29 May 2020

Using Git Hooks with Flyway

When you’re on your own developing a simple application, managing your migration scripts is not a demanding task; each time you add a script, it gets the next version number in whatever sequence you’ve decided on using. When your application takes off and you find you have a team working on migrations simultaneously, sharing code via a distributed source control system such as git, then there is an increased risk of running into problems as the developers work on the same database migration code at the same time.

Problem one: Numbering conflicts

Let’s say you’ve been asked to add a new feature to your application, and this needs a new column to be added to the database. The database schema is currently at v4; so the natural thing to do is create a script V5__MyNewColumn.sql and check it into source control. So far, all is good.

Meanwhile, your colleagues are also working on a new feature and have added a script V5__MyNewTable.sql.
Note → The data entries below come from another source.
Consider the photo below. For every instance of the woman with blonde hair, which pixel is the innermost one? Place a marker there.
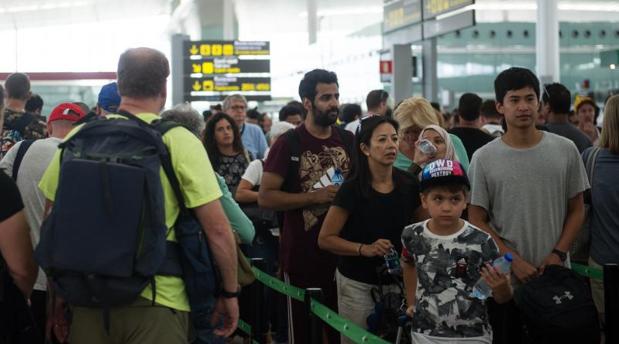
(604, 199)
(414, 114)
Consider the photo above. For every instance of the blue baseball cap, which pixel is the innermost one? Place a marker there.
(441, 172)
(109, 99)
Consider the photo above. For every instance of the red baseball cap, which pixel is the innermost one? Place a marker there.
(67, 112)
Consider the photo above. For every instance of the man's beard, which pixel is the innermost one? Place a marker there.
(325, 118)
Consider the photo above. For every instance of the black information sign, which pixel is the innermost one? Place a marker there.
(400, 13)
(213, 70)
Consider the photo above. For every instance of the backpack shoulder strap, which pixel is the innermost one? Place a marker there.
(23, 148)
(590, 164)
(293, 141)
(590, 160)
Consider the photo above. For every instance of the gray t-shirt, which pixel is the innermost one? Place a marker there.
(33, 165)
(605, 202)
(526, 191)
(569, 131)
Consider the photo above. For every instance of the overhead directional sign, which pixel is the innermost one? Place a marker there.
(433, 28)
(400, 13)
(213, 70)
(433, 8)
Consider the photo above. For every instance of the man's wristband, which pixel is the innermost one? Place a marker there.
(230, 295)
(562, 255)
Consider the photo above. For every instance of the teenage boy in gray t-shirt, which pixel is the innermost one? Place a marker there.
(527, 187)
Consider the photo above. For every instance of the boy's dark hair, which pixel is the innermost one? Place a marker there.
(17, 86)
(142, 73)
(348, 112)
(452, 186)
(469, 106)
(34, 103)
(375, 97)
(307, 86)
(558, 97)
(290, 110)
(512, 79)
(488, 109)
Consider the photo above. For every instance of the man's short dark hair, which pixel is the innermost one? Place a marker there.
(375, 97)
(558, 97)
(17, 86)
(142, 73)
(469, 106)
(512, 79)
(488, 109)
(35, 103)
(307, 87)
(289, 110)
(348, 112)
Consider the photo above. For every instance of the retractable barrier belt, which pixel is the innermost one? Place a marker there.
(344, 326)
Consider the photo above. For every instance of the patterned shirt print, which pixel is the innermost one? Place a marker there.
(19, 126)
(447, 269)
(315, 172)
(232, 169)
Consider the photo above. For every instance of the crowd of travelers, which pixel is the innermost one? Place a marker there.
(400, 199)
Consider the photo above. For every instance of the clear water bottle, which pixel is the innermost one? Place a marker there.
(392, 261)
(503, 264)
(338, 177)
(427, 148)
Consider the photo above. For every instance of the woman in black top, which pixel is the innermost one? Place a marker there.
(225, 149)
(367, 217)
(15, 244)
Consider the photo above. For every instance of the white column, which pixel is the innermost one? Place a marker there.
(547, 41)
(312, 21)
(228, 22)
(402, 72)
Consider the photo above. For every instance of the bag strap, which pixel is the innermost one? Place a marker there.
(21, 152)
(293, 141)
(590, 164)
(590, 168)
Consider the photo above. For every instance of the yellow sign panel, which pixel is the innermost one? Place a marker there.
(208, 85)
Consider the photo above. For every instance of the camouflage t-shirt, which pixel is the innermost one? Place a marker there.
(447, 269)
(20, 126)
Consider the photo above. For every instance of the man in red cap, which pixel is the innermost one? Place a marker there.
(26, 161)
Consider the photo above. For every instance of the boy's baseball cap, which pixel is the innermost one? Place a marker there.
(109, 99)
(66, 112)
(441, 172)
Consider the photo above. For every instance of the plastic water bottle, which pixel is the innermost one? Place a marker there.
(427, 148)
(503, 264)
(392, 261)
(338, 177)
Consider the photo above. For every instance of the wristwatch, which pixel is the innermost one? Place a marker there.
(229, 295)
(562, 255)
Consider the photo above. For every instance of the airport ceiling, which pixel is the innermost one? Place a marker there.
(22, 14)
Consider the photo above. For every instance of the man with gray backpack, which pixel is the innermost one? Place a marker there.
(122, 191)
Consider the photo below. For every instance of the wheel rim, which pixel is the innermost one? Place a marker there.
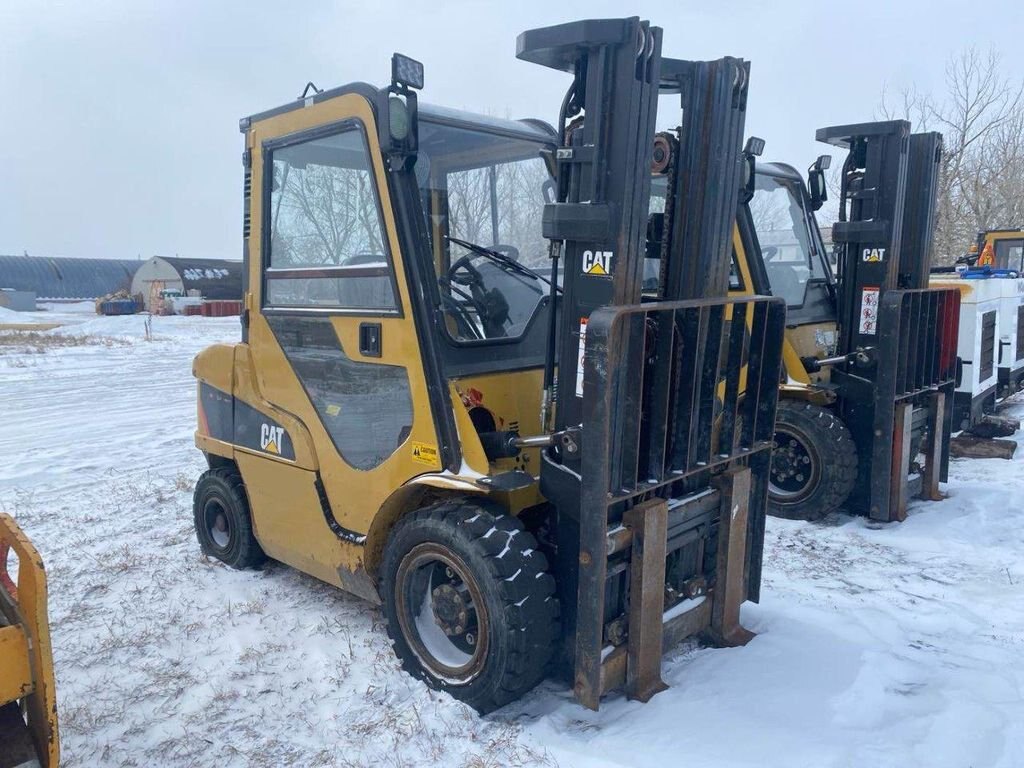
(441, 613)
(218, 523)
(795, 467)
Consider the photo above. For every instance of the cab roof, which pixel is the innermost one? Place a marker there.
(528, 128)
As far as they’re concerned, all appears good too. When the two sets of changes make it into the trunk branch ready for testing and deployment, source control will see them as two unrelated files and therefore will not detect any problem. However, Flyway will see two files with the same schema version number and will fail validation.
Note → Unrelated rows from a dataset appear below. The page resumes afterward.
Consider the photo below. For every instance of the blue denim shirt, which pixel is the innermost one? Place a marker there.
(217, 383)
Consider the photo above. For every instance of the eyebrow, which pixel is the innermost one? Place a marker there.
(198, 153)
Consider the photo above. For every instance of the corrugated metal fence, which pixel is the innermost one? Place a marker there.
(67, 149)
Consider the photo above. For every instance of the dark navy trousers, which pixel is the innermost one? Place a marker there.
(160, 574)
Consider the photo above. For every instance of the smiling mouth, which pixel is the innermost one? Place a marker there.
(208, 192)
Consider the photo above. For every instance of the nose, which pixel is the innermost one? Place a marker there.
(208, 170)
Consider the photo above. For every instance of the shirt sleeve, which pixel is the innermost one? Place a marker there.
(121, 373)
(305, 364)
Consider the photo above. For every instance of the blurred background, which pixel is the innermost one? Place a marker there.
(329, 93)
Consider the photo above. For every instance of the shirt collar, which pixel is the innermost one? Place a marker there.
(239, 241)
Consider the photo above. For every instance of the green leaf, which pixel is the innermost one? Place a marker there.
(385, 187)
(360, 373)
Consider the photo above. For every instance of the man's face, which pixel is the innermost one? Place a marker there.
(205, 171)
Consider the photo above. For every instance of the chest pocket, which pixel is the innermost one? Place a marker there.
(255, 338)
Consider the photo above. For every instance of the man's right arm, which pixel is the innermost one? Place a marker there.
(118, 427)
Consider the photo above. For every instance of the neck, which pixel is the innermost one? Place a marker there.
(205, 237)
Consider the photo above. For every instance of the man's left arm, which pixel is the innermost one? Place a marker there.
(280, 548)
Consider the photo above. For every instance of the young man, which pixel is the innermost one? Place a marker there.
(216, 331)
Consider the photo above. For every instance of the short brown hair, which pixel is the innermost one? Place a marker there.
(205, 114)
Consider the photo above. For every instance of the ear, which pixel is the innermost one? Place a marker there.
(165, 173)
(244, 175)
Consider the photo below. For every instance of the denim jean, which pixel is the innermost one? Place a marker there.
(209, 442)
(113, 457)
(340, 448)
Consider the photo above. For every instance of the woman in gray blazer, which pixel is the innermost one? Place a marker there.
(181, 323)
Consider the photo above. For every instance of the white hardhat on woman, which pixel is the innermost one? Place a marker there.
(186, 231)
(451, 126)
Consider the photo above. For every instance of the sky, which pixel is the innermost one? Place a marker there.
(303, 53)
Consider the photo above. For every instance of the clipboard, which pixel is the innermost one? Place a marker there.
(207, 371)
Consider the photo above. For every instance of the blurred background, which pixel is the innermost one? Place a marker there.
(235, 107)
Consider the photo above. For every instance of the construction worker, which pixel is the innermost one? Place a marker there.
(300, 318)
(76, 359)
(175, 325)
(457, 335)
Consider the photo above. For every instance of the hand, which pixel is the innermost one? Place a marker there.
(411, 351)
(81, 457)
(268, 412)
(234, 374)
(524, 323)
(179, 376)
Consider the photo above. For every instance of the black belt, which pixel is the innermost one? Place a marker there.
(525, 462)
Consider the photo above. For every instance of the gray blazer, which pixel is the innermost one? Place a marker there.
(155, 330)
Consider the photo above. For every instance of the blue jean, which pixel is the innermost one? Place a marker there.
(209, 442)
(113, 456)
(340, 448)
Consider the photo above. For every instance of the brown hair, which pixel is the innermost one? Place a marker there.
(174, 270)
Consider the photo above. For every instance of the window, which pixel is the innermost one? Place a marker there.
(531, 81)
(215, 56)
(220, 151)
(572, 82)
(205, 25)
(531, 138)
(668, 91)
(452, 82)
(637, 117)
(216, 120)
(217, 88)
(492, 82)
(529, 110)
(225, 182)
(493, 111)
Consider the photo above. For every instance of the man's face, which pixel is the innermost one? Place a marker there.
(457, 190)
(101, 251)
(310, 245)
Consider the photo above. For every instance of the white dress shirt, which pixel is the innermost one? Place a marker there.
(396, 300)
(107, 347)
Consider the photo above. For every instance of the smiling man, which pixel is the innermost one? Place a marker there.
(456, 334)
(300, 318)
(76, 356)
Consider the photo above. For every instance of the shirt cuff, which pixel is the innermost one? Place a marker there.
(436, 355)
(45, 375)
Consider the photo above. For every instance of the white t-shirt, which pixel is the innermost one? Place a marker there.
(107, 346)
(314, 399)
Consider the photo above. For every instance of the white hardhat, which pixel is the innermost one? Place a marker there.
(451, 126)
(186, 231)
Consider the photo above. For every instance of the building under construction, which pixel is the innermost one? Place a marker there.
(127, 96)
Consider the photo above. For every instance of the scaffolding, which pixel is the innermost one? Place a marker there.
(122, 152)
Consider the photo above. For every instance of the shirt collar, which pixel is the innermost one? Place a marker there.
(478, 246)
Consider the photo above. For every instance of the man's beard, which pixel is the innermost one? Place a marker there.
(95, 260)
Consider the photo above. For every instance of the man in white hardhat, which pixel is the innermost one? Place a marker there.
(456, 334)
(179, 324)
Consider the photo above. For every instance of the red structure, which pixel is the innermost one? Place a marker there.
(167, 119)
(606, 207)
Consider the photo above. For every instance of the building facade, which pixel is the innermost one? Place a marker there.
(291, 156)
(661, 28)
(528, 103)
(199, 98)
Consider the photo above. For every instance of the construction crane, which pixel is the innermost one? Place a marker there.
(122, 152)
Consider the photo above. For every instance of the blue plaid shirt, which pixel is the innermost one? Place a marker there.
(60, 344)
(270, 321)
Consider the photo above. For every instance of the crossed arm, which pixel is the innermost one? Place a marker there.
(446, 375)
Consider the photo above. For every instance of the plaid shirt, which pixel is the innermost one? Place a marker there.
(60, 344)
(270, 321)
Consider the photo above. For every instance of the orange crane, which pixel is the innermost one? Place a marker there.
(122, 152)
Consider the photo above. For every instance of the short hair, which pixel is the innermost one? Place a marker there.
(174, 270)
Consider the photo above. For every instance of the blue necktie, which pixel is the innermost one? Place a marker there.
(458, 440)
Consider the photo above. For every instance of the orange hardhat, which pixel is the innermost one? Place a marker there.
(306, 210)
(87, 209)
Problem two: Ordering conflicts

So you decide to sidestep the above problem by agreeing in advance that you will write script V5__MyNewColumn.sql and your colleagues will write V6__MyNewTable.sql. You add your new column to the database in your script, and once again all is good. However, a colleague working on his local branch can’t see your change and as a result adds some SQL into a script that depends on the old definition of the table you’ve altered – for example an INSERT INTO ... which fails to specify a value for your new column. Once again, all appears good too. But when the scripts are merged and run, the second script will fail.

Problem three: Timing

So you go one step further and warn your colleagues about what you plan to do. They write their scripts defensively, and get their changes through code review more quickly than yours. By the time you come to merge, the other changes are in production. Again, everything seems to be good locally but when your changes are merged, Flyway sees a new script that is numbered lower than the current schema version and errors.

Enter Git Hooks

git allows you to customise its lifecycle by adding callbacks known as hooks – scripts that are executed at particular points in its processing. These scripts can interrupt git if they detect conditions that are problematic but which git is not aware of by itself. This means that we can get Flyway to pick up on potential errors in our scripts either when we commit them locally, or when we push our scripts to the remote repository.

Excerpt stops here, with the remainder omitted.